Thanks to a bunch of centuries of music history, we now have a large set of rules for writing music, they are sometimes so precise that it can be tempting to ask a computer to follow them for you.
I've been curious about the results and difficulties of such a task so I've been trying a few times to program an automated composer/arranger.
My latest attempt is currently a 500 lines long java thing filled with missing features and todo lists (that might never be completed) but it can generate some interesting results already so I'm going to say some words about it as a possible postmortem.
In short, the goal of this project is to let the user define a set of parameters or constraints (such as a set of instruments, a given melody, bass line or anything in-between) and then generate a piece of music (just the midi score, not the actual sounds) by letting the software fill the blanks.
Here is the list of customizable parameters :
- number of beats in the song
this is currently defining the number of successive chords
- number of instruments
each instrument can be assigned a lowest and highest playable note, and maximum interval from it and the voice just below it, this is defaulted to the values for a typical string quartet
- preexisting notes
any note at any beat for any instrument can be defined, no matter what happens next the software will always keep those as requested
There is also a set of more experimental parameters that the user is allowed to tweak anyway :
- number of all possible notes
the default value here is 127, which makes sense for a MIDI export
- number of notes in an octave
note that some compositional behaviors such as avoiding specific intervals will always be aligned to the official number of chromatic semi-tones in that interval even though the acutal definition of a semi-tone would change depending on the number of notes in an octave. The best way to fix this would probably be to define intervals as rounded proportions of an octave.

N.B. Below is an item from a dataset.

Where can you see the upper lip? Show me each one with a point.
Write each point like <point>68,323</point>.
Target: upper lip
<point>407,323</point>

- number and importance of degrees
other things being equal, the software will always favor one degree over another ; as an arguable degrees list (from best to worst) I settled for : I V IV II VI III VII
- known modes
while evaluating possible scales, the software is currently going through major and harmonic minor which seems quite restrictive, I'm going to say a few words about this later
For now I'm assuming the score is just a series of chords in which each instrument plays one note.

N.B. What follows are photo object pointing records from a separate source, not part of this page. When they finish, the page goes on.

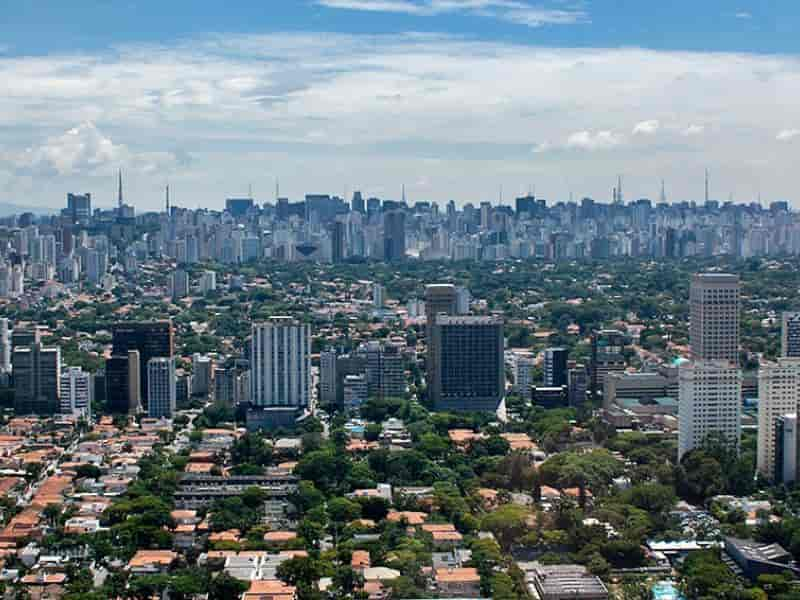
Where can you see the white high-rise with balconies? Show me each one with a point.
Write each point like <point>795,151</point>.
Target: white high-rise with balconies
<point>710,387</point>
<point>778,395</point>
<point>281,363</point>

In order to handle various durations and more complex input melodies, I planned to :
- somehow define the ideal time subdivision of one beat (= number of notes contained in the same beat/chord)
- extract for each beat a list of models in which each predefined note was labeled as real part of the chord or not
- then choose the most relevant chord when defining the scales
- wait for the last part of the generation to re-inject the rejected notes along with other ornamentations
I haven't done any of these at the moment and am just working with plain chords where each note has the same duration (for longer chords I just duplicate them).
We're going to speak about scales, chords, notes, and some of these concepts imply each other so let's start with a picture of how things can be seen :
These are various "pools" of notes (the actual octave of the note doesn't matter).
Number of notes in a chord or scale may vary ; scales we're going to look at are using 7 notes ; there are 12 notes in the chromatic scale.
There are many notes in the observable universe.
Let's consider this simple bass line that will serve as an example as I go through each step. listen
We're going to ask the algorithm to compose a few bars of music for a string quartet where this part should be played by the cello.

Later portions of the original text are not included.